A Scientometric Analysis of Transient Patterns in Recommender System with Soft Computing Techniques

Charu Gupta, Amita Jain, Oscar Castillo, Nisheeth Joshi


Recommender systems recommend items to users based on their interests and have seen tremendous growth due to the use of internet and web services. Recommendation systems have seen escalating growth rate since late 1990’s. A query on Google Scholar (famous research based search engine) gives 175,000 articles for the query “recommender system”. With such a large database of research/application articles, there arises a need to analyses the data so as to fulfill the basic requirements of effectively understanding the potential of the quantum of literature available so far. The study focuses on the topic of recommender system with various soft computing techniques such as fuzzy logic, neural network and genetic algorithm. The major contribution of this work is the demonstration of progressive knowledge for domain visualization and analysis of recommender system with soft computing techniques.
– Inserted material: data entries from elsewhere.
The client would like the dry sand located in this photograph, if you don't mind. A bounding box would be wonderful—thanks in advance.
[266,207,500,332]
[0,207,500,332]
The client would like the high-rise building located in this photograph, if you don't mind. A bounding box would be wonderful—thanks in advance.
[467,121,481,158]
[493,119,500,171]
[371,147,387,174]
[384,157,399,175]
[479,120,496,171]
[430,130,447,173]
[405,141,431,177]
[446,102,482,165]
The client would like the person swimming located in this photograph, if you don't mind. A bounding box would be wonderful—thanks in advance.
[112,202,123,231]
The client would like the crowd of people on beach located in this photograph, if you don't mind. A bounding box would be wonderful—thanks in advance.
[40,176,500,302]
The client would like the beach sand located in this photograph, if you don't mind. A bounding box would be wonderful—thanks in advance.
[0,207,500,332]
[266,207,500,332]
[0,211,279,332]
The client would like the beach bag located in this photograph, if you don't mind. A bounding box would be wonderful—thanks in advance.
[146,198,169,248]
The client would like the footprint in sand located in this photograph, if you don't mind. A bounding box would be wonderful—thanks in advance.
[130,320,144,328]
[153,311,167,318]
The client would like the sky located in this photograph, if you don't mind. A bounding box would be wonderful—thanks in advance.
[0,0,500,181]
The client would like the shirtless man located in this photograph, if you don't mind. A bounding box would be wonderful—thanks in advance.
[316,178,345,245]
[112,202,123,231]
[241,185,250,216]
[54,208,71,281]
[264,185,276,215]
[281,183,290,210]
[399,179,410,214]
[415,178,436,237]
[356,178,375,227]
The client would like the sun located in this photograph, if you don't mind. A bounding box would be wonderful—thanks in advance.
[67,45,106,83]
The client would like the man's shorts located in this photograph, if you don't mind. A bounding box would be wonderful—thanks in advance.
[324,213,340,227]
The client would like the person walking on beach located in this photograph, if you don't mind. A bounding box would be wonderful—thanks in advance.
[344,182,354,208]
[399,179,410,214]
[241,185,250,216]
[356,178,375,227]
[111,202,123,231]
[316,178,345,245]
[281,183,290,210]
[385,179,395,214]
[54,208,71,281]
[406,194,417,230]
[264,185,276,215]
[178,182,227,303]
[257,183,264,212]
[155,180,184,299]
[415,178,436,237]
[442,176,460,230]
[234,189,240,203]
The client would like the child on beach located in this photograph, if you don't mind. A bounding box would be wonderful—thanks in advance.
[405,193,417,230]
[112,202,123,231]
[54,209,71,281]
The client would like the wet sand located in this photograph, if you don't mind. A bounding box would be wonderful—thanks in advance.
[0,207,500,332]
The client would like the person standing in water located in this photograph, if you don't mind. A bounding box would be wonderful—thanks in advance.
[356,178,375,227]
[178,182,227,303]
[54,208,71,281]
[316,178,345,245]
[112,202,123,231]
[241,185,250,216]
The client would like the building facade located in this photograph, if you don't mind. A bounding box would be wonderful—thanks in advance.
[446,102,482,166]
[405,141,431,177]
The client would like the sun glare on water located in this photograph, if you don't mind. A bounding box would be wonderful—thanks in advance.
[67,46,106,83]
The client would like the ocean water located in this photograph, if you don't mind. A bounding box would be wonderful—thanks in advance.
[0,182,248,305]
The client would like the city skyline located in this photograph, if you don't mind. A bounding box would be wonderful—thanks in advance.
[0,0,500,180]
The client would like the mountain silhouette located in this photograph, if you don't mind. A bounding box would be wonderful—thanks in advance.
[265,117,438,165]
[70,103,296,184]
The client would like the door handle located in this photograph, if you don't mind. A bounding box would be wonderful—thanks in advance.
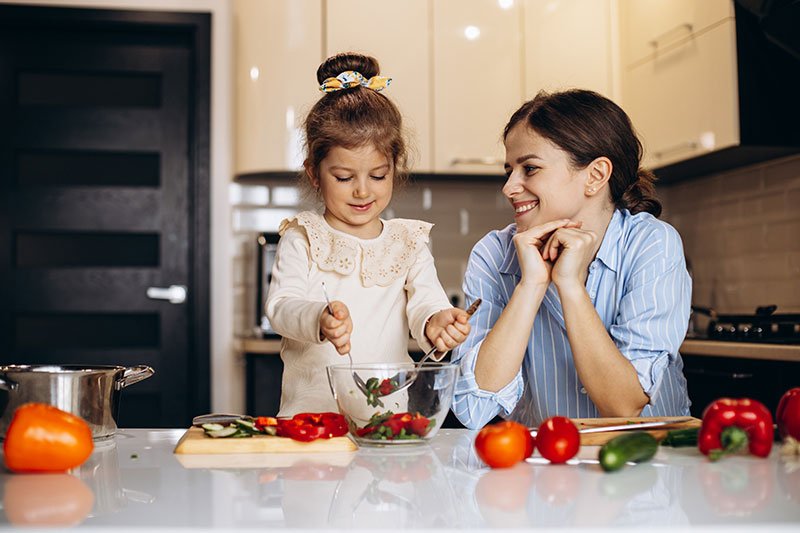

The analysis is supported by various scientometric indicators such as Relative Growth Rate (RGR), Doubling Time (DT), Co-Authorship Index (CAI), AuthorProductivity, Degree of Collaboration, Research Priority Index (RPI), Half Life, Country wise Productivity, Citation Analysis, Page Length Distribution, Source Contributors. This research presents first of its kind scientometric analysis on “recommender system with soft computing techniques”. The present work provides useful parameters for establishing relationships between quantifiable data and intangible contributions in the field of recommender systems.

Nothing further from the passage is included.